日焼け止め以外にも、紫外線をカットする方法がいくつかある。効率よく紫外線を防ぐコツをご紹介しよう。

●紫外線を通しにくい衣類の素材は?

ポリエステルと綿の混紡素材

おすすめは、ポリエステルと綿の混紡素材。長袖で、襟のついたものを選べば、紫外線予防効果もアップ。素材が同じであれば、生地の織り方が密なもの、厚手のものの方が効果的。また、UVカットに加え、吸湿性、速乾性を備えた素材もどんどん開発されているので、チェックしてみて!また、洗うだけで有効成分が生地に染み込み、UVカット効果を発揮するという洗剤も。

●日傘の持ち方でも紫外線カット率が違う

日傘は、紫外線防止の強い味方。黒以外の色の日傘でも、紫外線防止効果がある。ただし、横から届く空気中の散乱紫外線や、地面や壁を反射して届く紫外線を防ぐことが難しいので、日傘を差していても手や顔などに日焼け止めを塗るのを忘れずに。また、日傘の布と肌が離れれば離れるほど紫外線カット率が低下するといわれているので、日傘の柄を短く持って

●サンバイザーは便利だけど…。

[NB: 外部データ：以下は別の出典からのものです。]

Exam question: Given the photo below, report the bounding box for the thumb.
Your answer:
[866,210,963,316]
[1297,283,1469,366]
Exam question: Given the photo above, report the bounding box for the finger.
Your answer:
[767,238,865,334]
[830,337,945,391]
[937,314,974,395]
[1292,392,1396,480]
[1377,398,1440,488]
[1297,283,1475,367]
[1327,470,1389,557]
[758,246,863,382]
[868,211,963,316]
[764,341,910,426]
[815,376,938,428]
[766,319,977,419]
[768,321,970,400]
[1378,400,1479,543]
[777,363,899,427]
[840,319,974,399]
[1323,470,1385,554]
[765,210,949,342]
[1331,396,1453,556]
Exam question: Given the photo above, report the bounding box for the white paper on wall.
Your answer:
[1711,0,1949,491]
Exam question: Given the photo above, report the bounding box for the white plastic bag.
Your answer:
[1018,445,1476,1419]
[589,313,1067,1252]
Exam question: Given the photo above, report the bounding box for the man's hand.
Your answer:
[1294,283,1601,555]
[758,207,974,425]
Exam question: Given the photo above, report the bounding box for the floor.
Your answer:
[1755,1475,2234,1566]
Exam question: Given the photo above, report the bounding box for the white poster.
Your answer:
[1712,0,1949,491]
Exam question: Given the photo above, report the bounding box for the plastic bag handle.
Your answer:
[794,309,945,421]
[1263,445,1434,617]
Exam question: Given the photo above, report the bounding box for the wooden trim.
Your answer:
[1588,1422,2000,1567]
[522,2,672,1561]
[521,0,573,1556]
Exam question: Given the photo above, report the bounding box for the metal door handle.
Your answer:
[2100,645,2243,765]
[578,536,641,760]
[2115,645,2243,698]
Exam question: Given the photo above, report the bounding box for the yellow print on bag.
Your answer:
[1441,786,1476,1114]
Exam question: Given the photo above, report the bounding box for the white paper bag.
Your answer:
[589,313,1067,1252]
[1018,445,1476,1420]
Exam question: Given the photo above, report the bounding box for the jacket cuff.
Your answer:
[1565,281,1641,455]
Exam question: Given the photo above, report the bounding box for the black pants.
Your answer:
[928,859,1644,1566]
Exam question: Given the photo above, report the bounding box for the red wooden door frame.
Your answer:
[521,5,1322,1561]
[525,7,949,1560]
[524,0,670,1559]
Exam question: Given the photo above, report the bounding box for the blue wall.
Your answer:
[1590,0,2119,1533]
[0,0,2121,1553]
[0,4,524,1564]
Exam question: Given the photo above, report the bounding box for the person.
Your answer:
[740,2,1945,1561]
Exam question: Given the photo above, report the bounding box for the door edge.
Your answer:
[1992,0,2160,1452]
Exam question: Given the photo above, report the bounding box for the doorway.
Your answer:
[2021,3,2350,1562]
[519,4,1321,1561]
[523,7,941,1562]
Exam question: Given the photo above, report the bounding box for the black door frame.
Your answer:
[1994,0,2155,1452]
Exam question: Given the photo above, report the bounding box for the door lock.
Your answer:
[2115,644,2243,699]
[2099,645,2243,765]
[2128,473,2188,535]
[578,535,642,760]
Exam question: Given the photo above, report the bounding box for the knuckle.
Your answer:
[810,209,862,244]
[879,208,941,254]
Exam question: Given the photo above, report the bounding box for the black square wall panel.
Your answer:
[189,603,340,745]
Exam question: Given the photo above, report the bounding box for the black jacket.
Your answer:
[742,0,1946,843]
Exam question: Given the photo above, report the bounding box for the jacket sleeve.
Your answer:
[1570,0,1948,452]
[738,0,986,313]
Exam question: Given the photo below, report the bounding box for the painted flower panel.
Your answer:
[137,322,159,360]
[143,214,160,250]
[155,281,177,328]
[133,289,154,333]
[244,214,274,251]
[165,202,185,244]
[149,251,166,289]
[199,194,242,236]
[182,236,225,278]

理想はやっぱり麦わら帽子

麦わら帽子

「ちょっとそこまで…」というとき、さっとかぶれる便利なサンバイザー。しかし、つばが前方にしかないので、顔の側面や首の紫外線を避けることができない。野球帽も同じ理由で、紫外線を防止するという意味ではあまり効果が期待できない。なるべくつばの広い帽子をかぶり、日光が直接顔に当たらないようにしよう。

●目を守るサングラスで、目を傷めてしまう!?

サングラス

ファッション性が高いサングラスだが、紫外線から大切な目を守る効果が高く、日常生活でこそ活躍させるべきもの。ただ、色の濃いサングラスをかけていると視界が暗くなるため瞳孔が開き、横からの散乱紫外線が入り込んでしまい、結局は目を傷めてしまう。水晶体にまで届くUV-Aをカットする「UVカット」の表示があるもので、薄い色のものを選ぼう。